Staphylococcus aureus injection drug use-associated bloodstream infections are propagated by community outbreaks of diverse lineages

Commun Med (Lond). 2021 Nov 30;1:52. doi: 10.1038/s43856-021-00053-9. eCollection 2021.


Background: The ongoing injection drug use (IDU) crisis in the United States has been complicated by an emerging epidemic of Staphylococcus aureus IDU-associated bloodstream infections (IDU-BSI).

Methods: We performed a case-control study comparing S. aureus IDU-BSI and non-IDU BSI cases identified in a large US Midwestern academic medical center between Jan 1, 2016 and Dec 21, 2019. We obtained the whole-genome sequences of 154 S. aureus IDU-BSI and 91 S. aureus non-IDU BSI cases, which were matched with clinical data. We performed phylogenetic and comparative genomic analyses to investigate clonal expansion of lineages and molecular features characteristic of IDU-BSI isolates.

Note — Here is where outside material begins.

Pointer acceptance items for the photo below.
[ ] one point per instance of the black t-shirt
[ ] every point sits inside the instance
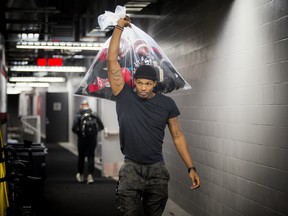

Results: Here we show that patients with IDU-BSI experience longer durations of bacteremia and have lower medical therapy completion rates. In phylogenetic analyses, 45/154 and 1/91 contemporaneous IDU-BSI and non-IDU BSI staphylococcal isolates, respectively, group into multiple, unique clonal clusters, revealing that pathogen community transmission distinctively spurs IDU-BSI. Lastly, multiple S. aureus lineages deficient in canonical virulence genes are overrepresented among IDU-BSI, which may contribute to the distinguishable clinical presentation of IDU-BSI cases.

Conclusions: We identify clonal expansion of multiple S. aureus lineages among IDU-BSI isolates, but not non-IDU BSI isolates, in a community with limited access to needle exchange facilities. In the setting of expanding numbers of staphylococcal IDU-BSI cases consideration should be given to treating IDU-associated invasive staphylococcal infections as a communicable disease.

Keywords: Bacterial infection; Infectious-disease epidemiology.